Under the sea —

Satya Nadella: The cloud is going to move underwater

Low latencies and easy deployment make underwater servers convenient and effective.

Lowering <em>Leona Philpot</em>, Microsoft's first underwater serverpod, into the water.
Lowering Leona Philpot, Microsoft's first underwater serverpod, into the water.

Microsoft CEO Satya Nadella says that underwater server farms are part of the company's plans for future data centers.

Microsoft has been experimenting with underwater servers for some time. Project Natick put a server pod underwater off the coast of California in 2016. Naturally enough, the pod uses water cooling, dumping waste heat into the ocean around it. It's designed as a sealed unit, deployed for five years before being brought back up to the surface and replaced. Since then, Microsoft has deployed a larger pod off the coast of Scotland.

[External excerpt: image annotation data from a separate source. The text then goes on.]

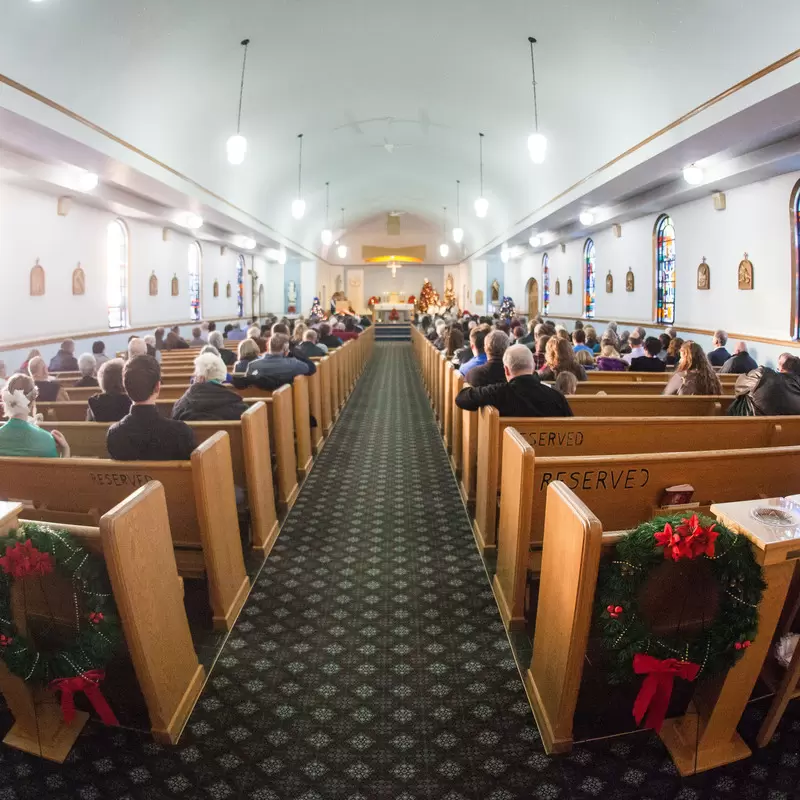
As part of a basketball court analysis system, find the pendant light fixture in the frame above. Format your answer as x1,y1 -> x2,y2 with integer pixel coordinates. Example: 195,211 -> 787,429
226,39 -> 250,164
439,206 -> 450,258
292,133 -> 306,219
475,133 -> 489,219
336,209 -> 347,258
453,181 -> 464,244
528,36 -> 547,164
320,181 -> 333,247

Speaking at the company's Future Decoded conference in London, Nadella said that undersea deployments are "the way [Microsoft] will think about data center regions and expansion." He cites proximity to humans as a particular advantage: about 50 percent of the world's population lives within 120 miles of a coast. Putting servers in the ocean means that they can be near population centers, which in turn ensures lower latencies. Low latencies are particularly important for real-time services, including Microsoft's forthcoming Xcloud game streaming service.

The other big advantage Nadella cited is the speed at which servers can be deployed this way. Without the need to build an actual data center, he said that from start to finish the Scottish pod took just 90 days to build and deploy. This shorter time to market means that the company can be reactive, adding extra server capacity near to where it's needed on demand. This is in contrast to land-based data centers, where the company has to guess what future demand will be and hence how big a site is required.

The Scottish deployment is wind powered, taking its power from the Orkney Islands and their 100-percent renewable generation. As the cost of offshore wind generation continues to fall, one could even imagine that offshore data centers could be paired with offshore wind farms.